A study of the Glenloch, Kedron, Aberdeen and Braelinn shopping centers authored by Georgia Tech architecture students and Professor Richard Dagenhart was unveiled Tuesday, providing several recommendations to help them thrive into the future:

• Provide easy, pleasant access to the shopping centers, particularly for customers coming by golf cart;

• Increase the diversity of businesses in the centers to provide more than one reason to visit the area;

• Shopping centers should host community activities such as a farmer’s market or other children’s activities in an effort to lure shoppers. Dagenhart suggested monthly and even weekly activities would help increase foot traffic; and

• Village centers should create a “sense of place” to provide another reason to visit other than to go to a shop or eat at a restaurant. Dagenhart suggested that large green areas could be built in each center to provide an attractive place for community activities to occur, for example.

Dagenhart and the students were commissioned for the study by the Development Authority of Peachtree City, which hosted a meeting on the recommendations Tuesday.

Dagenhart advocated for the city to build new cart paths to the village centers that would make trips shorter and therefore more convenient for patrons. Doing so would cost an estimated $382,000 but would provide a much larger return on sales at the Glenloch, Aberdeen, Braelinn and Kedron shopping centers, Dagenhart said.

There is also a possibility for redevelopment to occur at the various village centers, perhaps adding new buildings and creating golf cart parking close to stores, Dagenhart suggested.

To make room for the large green community areas at each shopping center, it’s a simple matter of disposing of unused parking spaces, Dagenhart said. He suggested that businesses only really need about three spaces for each 1,000 square foot of retail footprint.

Dagenhart also urged the city to look at allowing alternate uses in the village centers, including perhaps housing above retail shops and also office uses. The city could possibly adopt a special zoning category for the village centers to accomplish that goal, he added.

In terms of a variety of uses, Dagenhart used the example of a small independent restaurant that opened near his home, which then spun off a dessert business and also improved the business of a nearby bar. The bar would take customers waiting to go into the restaurant, which had long wait times, and in turn the dessert business was helped by folks leaving the restaurant.

“All that happened just because somebody opened a little restaurant,” Dagenhart said.

Dagenhart said such “small entrepreneurs” can be successful additions to village centers instead of more conventional leasing strategies.

The meeting also featured input from local business owners, several of whom said it was important to attract shoppers from outside of the city.

One suggestion was to improve signage for businesses and shopping centers, and such “wayfinding” signs have been bandied about by city planning staff in recent months.

Another suggestion was to have a “golf cart trolley” to show off the ambiance of the city’s path system on the way to shopping centers.
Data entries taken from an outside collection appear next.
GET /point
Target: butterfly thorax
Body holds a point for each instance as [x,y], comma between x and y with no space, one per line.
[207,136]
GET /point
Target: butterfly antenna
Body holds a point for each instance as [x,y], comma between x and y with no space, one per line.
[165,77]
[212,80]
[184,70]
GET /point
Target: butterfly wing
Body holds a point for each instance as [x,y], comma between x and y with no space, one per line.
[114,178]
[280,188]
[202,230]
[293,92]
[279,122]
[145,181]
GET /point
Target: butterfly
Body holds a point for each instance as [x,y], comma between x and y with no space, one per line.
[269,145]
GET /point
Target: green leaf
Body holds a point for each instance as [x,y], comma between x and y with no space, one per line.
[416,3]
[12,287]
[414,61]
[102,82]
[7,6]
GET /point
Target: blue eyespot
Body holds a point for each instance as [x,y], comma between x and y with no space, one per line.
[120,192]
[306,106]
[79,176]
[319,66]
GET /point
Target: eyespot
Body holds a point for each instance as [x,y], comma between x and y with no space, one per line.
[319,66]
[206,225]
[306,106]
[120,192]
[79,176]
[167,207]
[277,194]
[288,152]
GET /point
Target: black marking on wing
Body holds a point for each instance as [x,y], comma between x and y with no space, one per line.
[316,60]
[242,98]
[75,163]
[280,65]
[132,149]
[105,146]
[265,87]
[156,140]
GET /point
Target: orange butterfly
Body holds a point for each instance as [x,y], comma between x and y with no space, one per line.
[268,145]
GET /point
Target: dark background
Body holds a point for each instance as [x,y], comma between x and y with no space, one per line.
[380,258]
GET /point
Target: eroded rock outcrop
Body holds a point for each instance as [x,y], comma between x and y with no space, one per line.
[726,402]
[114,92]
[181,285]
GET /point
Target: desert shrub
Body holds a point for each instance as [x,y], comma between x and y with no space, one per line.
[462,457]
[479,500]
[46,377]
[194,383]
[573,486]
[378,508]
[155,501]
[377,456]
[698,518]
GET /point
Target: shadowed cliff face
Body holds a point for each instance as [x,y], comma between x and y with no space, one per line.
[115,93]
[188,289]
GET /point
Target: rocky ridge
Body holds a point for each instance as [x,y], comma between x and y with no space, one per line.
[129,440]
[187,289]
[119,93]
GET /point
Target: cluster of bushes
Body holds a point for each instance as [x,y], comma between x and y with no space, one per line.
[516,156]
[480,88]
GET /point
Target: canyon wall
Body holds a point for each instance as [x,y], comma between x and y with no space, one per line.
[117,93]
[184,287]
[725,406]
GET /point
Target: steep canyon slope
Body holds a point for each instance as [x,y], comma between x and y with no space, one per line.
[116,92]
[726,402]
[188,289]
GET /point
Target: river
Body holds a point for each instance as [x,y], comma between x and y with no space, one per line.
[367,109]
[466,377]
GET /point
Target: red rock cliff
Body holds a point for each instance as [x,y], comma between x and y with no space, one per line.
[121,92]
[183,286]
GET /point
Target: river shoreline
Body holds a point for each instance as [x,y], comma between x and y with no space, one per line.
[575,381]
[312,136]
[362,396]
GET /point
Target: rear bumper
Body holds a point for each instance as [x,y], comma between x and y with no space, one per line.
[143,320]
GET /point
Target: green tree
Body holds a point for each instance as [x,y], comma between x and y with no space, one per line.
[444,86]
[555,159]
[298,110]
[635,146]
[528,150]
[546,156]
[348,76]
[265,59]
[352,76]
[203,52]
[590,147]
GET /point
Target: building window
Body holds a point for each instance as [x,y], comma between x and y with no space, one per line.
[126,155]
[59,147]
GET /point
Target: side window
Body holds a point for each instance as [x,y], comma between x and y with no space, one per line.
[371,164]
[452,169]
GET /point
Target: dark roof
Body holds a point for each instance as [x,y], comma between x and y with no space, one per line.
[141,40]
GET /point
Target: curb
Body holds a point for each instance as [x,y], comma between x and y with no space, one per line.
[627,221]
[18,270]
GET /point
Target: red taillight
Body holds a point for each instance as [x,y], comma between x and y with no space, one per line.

Joel Cowan, one of the founding fathers of Peachtree City, said one of his greatest regrets was not being able to create a “downtown” for Peachtree City. He said the city still needs to keep high standards for signage.

Cowan also supported the idea of having a common space at village centers for activities such as Girl Scout cookie sales.

“By definition, a community center has to be somewhere somebody goes to for other than just direct shopping,” Cowan said.

Cowan also said another way to increase customers in village centers is to allow some type of housing there, which could face a park area at the rear of the complexes instead of the parking lot.

The expansive parking lots also are a great opportunity to convert into community gathering areas, Cowan said.

“I’ve never seen Braelinn anywhere close to a full parking lot,” Cowan said.